Весь вокзал, от моста до перрона, был украшен растрепанными венками, гудящими на свежем ветру флагами и фонариками, складывающимися в вензеля государя, государыни и цесаревича. Прямо на камнях разложены богатые ковры. А вдоль них, вдоль всех дорог и дорожек, на каждом пустыре и, казалось, вообще на каждом свободном пятачке земли стояли наряженные в пух и прах вельможи.
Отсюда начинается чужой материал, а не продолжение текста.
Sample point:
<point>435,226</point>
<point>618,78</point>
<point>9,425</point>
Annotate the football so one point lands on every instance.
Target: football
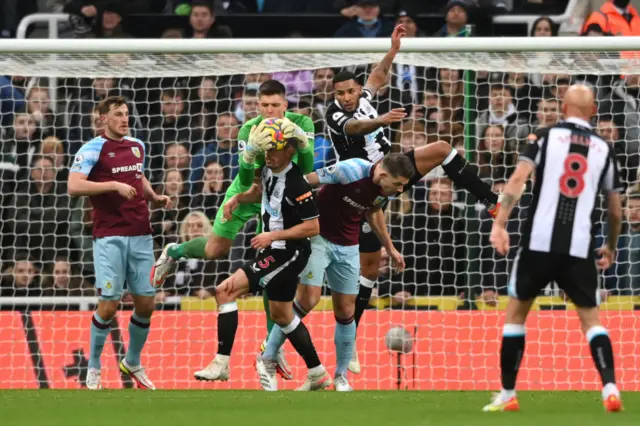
<point>274,125</point>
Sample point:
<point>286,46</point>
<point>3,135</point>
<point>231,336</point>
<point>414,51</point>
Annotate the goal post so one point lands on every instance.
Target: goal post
<point>187,100</point>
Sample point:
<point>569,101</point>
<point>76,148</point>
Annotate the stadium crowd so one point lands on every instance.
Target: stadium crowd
<point>190,127</point>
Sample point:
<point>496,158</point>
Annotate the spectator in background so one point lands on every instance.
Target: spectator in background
<point>627,267</point>
<point>615,17</point>
<point>164,222</point>
<point>11,101</point>
<point>369,22</point>
<point>21,278</point>
<point>625,108</point>
<point>80,232</point>
<point>322,96</point>
<point>63,280</point>
<point>548,113</point>
<point>202,21</point>
<point>502,111</point>
<point>247,108</point>
<point>192,277</point>
<point>38,217</point>
<point>173,126</point>
<point>494,163</point>
<point>433,242</point>
<point>39,106</point>
<point>209,193</point>
<point>628,160</point>
<point>223,149</point>
<point>412,135</point>
<point>544,27</point>
<point>53,148</point>
<point>456,16</point>
<point>176,156</point>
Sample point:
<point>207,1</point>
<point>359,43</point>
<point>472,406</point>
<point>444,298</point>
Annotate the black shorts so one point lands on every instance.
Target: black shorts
<point>277,271</point>
<point>369,242</point>
<point>533,270</point>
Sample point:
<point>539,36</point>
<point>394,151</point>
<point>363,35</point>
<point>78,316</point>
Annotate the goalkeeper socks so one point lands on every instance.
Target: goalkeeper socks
<point>138,333</point>
<point>270,322</point>
<point>364,294</point>
<point>99,332</point>
<point>511,354</point>
<point>227,326</point>
<point>345,340</point>
<point>193,249</point>
<point>602,353</point>
<point>300,339</point>
<point>465,175</point>
<point>277,336</point>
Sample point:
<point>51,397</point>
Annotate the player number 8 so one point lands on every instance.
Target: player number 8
<point>575,166</point>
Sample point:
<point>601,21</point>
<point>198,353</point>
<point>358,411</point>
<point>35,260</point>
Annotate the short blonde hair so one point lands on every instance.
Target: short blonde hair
<point>52,145</point>
<point>207,228</point>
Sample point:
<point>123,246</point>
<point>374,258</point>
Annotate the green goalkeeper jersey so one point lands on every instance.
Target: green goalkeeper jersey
<point>304,158</point>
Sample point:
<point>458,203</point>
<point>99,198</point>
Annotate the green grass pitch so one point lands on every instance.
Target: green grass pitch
<point>240,408</point>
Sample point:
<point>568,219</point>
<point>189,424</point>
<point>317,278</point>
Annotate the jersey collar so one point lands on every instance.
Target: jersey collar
<point>578,121</point>
<point>284,172</point>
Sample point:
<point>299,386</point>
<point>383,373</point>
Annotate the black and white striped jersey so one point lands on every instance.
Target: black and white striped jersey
<point>572,165</point>
<point>371,147</point>
<point>287,201</point>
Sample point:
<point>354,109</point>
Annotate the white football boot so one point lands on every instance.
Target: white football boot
<point>138,375</point>
<point>341,384</point>
<point>93,379</point>
<point>321,380</point>
<point>218,369</point>
<point>163,267</point>
<point>267,374</point>
<point>354,364</point>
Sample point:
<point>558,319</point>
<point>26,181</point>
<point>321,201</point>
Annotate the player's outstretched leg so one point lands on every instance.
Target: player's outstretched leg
<point>272,348</point>
<point>139,326</point>
<point>511,353</point>
<point>293,329</point>
<point>226,295</point>
<point>344,337</point>
<point>602,353</point>
<point>369,266</point>
<point>100,328</point>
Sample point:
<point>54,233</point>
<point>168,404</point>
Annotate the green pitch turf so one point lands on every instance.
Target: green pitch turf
<point>253,408</point>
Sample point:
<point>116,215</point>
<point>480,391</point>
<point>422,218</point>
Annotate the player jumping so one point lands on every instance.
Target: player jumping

Блестящее шитьем и позументом гвардейское оцепление совершенно терялось в этом сорокином раю.
А за полверсты до единственного в столице вокзала, не имеющего прилегающей площади, начиналась вызывающая усмешку узнавания – привет из двадцать первого века – гигантская пробка. Тысячи разномастных экипажей. Сани, кареты, фаэтоны, дормезы и даже ландо, "припаркованные" где попало, полностью перекрывали движение. Поначалу, пока влиятельные господа со своими спутницами еще только начали съезжаться к украшенному огромным витражным окном вокзалу, городовые как-то пытались регулировать этот поток. Потом же, когда до прихода поезда оставалось все меньше времени, а статус прибывающих вельмож рос, возницы и вовсе перестали обращать внимание на багровых от постоянных криков полицейских.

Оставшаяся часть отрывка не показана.